Mas será que estou de volta ao tempos do velho nacionalismo? De
forma alguma. Sei dos enormes interesses comuns que temos com os demais países
desenvolvidos, sei que o jogo que existe entre países desenvolvidos e em desenvolvimento
é um jogo de soma maior do que zero, não aceito velhas teses sobre o imperialismo que
nos rodearia e ameaçaria. Quero que o Brasil participe desse grande mundo, aprenda com
ele, e seja competitivo tanto no campo econômico quanto no cultural.
Mas tenho uma imensa dificuldade em adotar como critério de nossa
ação e de nossa avaliação um critério estrangeiro. Nosso critério há de ser
nacional. Precisa partir da nossa realidade e das nossas necessidades. Deve considerar os
valores universais, não pode prescindir da participação de especialistas do exterior
para que possamos avaliar a nossa produção artística ou científica, nossa política
econômica ou tecnológica. Mas não pode se subordinar nem a avaliadores nem a critérios
que não sejam os nossos.
Nada garante que usando os nossos critérios, para avaliar e
decidir sobre a nossa realidade, tomemos as decisões mais acertadas, produzamos a melhor
cultura, desenvolvamos a melhor ciência, adotemos as melhores políticas públicas.

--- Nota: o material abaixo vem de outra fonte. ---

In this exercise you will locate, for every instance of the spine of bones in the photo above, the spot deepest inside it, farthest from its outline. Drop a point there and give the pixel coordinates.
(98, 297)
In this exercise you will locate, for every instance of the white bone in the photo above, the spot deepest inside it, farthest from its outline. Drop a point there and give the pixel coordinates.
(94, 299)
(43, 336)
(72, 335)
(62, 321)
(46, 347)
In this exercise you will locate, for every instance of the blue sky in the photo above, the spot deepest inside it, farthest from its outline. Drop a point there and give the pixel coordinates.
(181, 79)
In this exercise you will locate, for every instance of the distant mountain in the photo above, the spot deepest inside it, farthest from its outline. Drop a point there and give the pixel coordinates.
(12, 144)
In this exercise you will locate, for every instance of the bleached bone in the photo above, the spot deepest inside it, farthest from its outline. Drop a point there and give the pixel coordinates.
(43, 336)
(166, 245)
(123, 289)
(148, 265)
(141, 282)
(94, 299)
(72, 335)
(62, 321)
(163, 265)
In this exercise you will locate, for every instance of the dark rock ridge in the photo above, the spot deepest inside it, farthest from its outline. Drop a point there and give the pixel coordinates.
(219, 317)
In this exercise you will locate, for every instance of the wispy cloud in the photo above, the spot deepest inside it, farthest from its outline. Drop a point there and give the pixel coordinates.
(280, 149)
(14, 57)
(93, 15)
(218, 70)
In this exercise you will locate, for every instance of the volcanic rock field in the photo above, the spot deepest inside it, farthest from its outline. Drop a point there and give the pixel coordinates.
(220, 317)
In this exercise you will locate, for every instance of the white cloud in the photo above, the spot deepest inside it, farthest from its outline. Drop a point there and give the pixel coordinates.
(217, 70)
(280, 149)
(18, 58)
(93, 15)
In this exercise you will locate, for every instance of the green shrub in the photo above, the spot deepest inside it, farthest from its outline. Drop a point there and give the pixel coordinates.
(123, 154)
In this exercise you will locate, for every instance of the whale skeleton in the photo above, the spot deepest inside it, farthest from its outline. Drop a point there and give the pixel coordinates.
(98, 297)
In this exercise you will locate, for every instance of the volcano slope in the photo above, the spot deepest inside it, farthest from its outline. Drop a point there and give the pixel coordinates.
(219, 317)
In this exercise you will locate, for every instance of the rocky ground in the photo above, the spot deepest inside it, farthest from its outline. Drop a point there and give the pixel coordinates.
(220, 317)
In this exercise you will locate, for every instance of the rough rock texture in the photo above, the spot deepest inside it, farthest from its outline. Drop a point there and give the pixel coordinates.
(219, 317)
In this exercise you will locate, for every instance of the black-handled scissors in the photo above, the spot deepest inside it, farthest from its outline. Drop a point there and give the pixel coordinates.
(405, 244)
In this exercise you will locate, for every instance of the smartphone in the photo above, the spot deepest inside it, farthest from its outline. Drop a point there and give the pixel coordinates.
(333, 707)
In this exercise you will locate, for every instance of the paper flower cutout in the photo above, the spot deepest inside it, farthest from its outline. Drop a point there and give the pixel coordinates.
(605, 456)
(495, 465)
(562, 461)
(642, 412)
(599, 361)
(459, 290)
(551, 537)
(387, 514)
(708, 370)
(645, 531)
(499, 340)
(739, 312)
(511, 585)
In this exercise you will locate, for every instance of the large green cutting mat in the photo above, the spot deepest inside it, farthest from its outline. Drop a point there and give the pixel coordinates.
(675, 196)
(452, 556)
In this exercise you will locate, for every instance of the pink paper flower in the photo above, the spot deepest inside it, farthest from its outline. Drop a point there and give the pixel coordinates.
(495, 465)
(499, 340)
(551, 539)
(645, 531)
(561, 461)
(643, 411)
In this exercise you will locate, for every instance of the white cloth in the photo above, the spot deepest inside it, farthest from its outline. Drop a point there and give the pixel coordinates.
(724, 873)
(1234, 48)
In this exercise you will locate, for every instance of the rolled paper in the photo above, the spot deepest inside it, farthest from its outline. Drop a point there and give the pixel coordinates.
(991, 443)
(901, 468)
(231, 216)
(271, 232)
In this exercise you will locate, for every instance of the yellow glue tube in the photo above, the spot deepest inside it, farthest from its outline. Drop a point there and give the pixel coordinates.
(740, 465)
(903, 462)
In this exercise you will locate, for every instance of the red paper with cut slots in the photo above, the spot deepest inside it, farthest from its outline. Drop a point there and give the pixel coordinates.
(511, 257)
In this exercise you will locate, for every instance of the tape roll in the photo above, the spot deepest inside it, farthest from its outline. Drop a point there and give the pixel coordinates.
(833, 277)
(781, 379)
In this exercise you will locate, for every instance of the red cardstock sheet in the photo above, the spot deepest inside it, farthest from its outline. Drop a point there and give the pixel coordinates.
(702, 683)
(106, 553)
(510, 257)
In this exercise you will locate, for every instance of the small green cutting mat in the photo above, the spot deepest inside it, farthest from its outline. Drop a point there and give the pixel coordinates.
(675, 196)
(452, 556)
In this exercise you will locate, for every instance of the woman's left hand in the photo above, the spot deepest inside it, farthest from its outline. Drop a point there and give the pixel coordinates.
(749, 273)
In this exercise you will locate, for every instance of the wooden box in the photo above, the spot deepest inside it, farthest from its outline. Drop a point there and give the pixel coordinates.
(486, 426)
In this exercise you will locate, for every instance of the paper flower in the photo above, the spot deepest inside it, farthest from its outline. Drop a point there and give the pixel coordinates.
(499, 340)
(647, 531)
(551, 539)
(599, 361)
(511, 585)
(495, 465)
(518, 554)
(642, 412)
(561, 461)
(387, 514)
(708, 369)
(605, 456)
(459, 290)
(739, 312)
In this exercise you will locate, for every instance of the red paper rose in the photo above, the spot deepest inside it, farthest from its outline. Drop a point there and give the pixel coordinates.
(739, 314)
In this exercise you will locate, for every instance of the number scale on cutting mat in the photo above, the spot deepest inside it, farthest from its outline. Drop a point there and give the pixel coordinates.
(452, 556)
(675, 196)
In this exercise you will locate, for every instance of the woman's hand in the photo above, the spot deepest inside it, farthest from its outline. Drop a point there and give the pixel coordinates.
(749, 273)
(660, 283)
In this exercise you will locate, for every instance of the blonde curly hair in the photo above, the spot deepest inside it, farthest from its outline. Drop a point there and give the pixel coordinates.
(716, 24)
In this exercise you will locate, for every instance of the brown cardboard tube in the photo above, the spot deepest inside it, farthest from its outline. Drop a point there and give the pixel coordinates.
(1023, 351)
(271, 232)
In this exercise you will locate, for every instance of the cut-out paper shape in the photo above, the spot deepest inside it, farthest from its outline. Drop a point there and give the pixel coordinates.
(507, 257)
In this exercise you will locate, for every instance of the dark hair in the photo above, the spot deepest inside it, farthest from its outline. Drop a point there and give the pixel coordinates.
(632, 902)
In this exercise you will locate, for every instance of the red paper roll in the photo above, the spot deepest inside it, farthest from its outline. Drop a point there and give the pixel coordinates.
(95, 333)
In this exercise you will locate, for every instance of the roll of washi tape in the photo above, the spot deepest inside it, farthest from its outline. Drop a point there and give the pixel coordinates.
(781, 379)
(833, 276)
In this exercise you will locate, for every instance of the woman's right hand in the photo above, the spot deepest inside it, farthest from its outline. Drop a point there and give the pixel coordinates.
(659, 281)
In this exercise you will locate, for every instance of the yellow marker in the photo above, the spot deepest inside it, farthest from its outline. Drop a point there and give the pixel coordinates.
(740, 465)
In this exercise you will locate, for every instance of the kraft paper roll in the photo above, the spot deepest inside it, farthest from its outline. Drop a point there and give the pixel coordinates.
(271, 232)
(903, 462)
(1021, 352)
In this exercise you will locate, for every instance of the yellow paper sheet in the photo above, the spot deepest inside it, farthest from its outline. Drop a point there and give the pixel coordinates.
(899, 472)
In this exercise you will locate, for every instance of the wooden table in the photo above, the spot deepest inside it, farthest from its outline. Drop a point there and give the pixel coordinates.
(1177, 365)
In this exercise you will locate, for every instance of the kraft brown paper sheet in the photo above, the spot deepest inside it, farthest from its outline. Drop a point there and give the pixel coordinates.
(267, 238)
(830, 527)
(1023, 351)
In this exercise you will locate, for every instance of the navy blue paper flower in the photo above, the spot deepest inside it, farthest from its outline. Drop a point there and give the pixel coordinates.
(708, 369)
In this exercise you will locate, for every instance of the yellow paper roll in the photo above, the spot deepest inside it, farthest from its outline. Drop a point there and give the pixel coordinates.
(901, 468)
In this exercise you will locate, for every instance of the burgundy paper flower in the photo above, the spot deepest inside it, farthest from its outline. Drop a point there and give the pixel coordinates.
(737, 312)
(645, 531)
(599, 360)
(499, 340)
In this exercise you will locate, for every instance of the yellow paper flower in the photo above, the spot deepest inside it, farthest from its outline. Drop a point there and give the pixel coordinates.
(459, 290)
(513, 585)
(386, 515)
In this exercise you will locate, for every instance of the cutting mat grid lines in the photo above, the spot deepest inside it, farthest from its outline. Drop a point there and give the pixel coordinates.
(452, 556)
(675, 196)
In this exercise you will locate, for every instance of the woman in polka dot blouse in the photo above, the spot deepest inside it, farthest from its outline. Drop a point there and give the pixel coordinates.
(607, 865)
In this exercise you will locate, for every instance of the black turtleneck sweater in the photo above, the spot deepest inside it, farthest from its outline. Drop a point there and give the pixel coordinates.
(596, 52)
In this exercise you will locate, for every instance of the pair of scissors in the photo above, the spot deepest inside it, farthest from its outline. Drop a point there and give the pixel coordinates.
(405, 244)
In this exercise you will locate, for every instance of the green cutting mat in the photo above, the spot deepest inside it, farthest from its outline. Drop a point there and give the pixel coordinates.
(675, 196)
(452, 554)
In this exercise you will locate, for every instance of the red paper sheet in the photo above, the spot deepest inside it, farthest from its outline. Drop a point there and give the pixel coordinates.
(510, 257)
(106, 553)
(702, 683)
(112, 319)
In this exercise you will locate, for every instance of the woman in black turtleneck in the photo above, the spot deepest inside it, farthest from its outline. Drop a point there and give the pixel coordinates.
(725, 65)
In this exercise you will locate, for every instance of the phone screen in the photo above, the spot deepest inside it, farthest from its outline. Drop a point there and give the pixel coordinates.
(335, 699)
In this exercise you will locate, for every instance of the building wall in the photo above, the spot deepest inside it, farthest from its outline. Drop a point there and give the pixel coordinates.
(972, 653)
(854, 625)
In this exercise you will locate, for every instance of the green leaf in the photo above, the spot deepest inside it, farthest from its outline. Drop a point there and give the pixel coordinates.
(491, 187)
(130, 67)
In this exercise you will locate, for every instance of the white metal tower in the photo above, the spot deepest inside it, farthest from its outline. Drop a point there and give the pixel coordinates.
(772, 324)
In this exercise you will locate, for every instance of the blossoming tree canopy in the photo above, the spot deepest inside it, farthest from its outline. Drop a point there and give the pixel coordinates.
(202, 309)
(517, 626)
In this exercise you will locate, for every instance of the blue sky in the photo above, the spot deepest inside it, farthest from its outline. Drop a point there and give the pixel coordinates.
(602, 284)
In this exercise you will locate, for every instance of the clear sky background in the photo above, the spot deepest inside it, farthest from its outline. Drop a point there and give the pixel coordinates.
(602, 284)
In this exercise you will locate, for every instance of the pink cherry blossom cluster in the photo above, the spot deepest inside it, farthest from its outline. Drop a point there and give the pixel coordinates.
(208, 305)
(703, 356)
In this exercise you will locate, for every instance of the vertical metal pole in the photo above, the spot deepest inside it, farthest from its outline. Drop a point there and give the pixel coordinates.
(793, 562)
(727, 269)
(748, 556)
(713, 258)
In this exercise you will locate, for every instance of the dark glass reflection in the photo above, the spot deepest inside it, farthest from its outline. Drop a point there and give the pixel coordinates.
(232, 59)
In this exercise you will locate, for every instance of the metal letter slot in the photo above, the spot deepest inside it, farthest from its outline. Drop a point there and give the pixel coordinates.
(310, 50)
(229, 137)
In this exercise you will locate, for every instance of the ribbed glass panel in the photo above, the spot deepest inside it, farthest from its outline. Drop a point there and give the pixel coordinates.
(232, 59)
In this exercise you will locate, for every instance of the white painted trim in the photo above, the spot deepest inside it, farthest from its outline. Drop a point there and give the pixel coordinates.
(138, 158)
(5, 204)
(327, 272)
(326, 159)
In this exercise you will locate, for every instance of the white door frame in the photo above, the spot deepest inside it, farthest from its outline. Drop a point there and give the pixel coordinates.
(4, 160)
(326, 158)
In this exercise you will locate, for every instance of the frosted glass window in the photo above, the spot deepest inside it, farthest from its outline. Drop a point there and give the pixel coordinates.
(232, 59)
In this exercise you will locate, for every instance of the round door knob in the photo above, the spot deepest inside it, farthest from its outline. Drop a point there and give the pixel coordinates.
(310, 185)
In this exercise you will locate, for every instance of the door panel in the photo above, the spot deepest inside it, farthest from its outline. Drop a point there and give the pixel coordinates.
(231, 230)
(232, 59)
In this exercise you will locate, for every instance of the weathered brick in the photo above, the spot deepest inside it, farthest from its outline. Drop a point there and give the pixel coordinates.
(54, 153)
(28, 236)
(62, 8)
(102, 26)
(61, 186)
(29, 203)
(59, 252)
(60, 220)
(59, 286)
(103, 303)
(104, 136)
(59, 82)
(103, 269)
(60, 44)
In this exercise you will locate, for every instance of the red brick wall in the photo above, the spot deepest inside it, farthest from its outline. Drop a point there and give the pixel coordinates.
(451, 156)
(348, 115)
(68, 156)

Podemos muito facilmente também errar. Mas é melhor errar a partir da nosso próprio
julgamento, do que subordiná-lo a terceiros. A busca da identidade nacional é a recusa
da inautêntico, do postiço, é o auto-respeito que se expressa no respeito aos outros.
"Central do Brasil" é uma expressão soberba de nossa própria identidade.
Será valorizada por qualquer prêmio adicional que receba. Mas seu valor maior é aquele
que deriva do respeito que temos por nós mesmos.